Apologize for stupid questions and thank you for explanation. I was simply used to see DEBUG in log when I turn on DEBUG. Was not expecting (maybe have not read the manual carefully enough) that all records will be info regardless of level.
Is there a way to verify my change of log level configuration was correct and taken into account by OpenHab?

I see in the logs runlevel reached

2023-03-07 20:50:05.752 [INFO ] [openhab.event.StartlevelEvent       ] - Startlevel '40' reached.
2023-03-07 20:50:05.756 [INFO ] [openhab.event.StartlevelEvent       ] - Startlevel '50' reached.
2023-03-07 20:50:05.760 [INFO ] [openhab.event.StartlevelEvent       ] - Startlevel '70' reached.
2023-03-07 20:50:05.769 [INFO ] [openhab.event.StartlevelEvent       ] - Startlevel '80' reached.
2023-03-07 20:50:05.773 [INFO ] [openhab.event.StartlevelEvent       ] - Startlevel '100' reached.

and this is the Java garbage first occurence.

2023-03-07 20:50:04.239 [ERROR] [nal.common.AbstractInvocationHandler] - An error occurred while calling method 'QueryablePersistenceService.query()' on 'org.openhab.persistence.rrd4j.internal.RRD4jPersistenceService@688a70fb': Value must be between 0 and 100

Comparing timing, the Java error 20:50:04.239 is earlier than start level 40 20:50:05.752.
If I remember correctly items does not exists prior to runlevel 80 20:50:05.769(?)

hafniumzinc · March 10, 2023, 2:45pm

Settings → Other Add-ons → Persistence Services → RRD4j Persistence → Remove

rlkoshak · March 10, 2023, 3:49pm

It’s an addon like any other. Go to Settings → Other Addons and click “Remove” next to rrd4j.

That will just cause it to save and restore Item states using the default strategy.

You’ve just done it. You change the setting to print out logs above DEBUG level. You are not seeing INFO level logs for that logger.

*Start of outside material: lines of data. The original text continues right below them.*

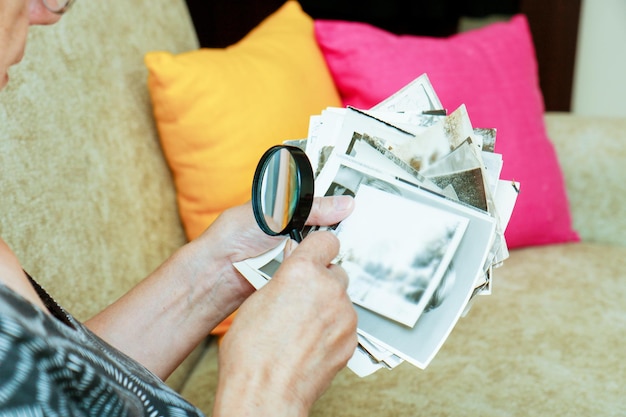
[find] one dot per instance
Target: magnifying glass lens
(282, 191)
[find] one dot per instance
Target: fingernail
(343, 202)
(290, 245)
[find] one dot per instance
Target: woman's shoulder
(13, 276)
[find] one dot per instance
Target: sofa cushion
(536, 347)
(218, 110)
(493, 71)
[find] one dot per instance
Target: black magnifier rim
(306, 188)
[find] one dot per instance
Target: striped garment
(52, 365)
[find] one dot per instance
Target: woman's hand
(195, 289)
(235, 236)
(290, 338)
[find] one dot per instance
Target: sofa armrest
(592, 154)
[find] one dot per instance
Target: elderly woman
(278, 357)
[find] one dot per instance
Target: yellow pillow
(218, 110)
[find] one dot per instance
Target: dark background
(554, 26)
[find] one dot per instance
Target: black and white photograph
(396, 264)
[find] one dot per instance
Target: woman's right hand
(290, 338)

No, Items are loaded and restoreOnStartup occurs arouund level 20 or 30. Definitely before your rules are loaded at level 40. It’s the Things that are loaded later at runlevel 80. The sequence is:

Items loaded → Items populated with states from restoreOnStartup (the part that is generating this error) → Rules are loaded → Rule Engine Starts → UI is loaded → Things are loaded

The previous startlevel need not complete before the next one starts.

Peter_Novotny · March 11, 2023, 8:02pm

I understand it is nice to have clickable interface, but if the steps should be repeatable it can be problem. Is there any command line option to delete the add-on? Because my screen with other add-ons is empty.

Part bindings contain some items, but for example I know that I have installed exec binding and RegEx transformation and now can not find them any more.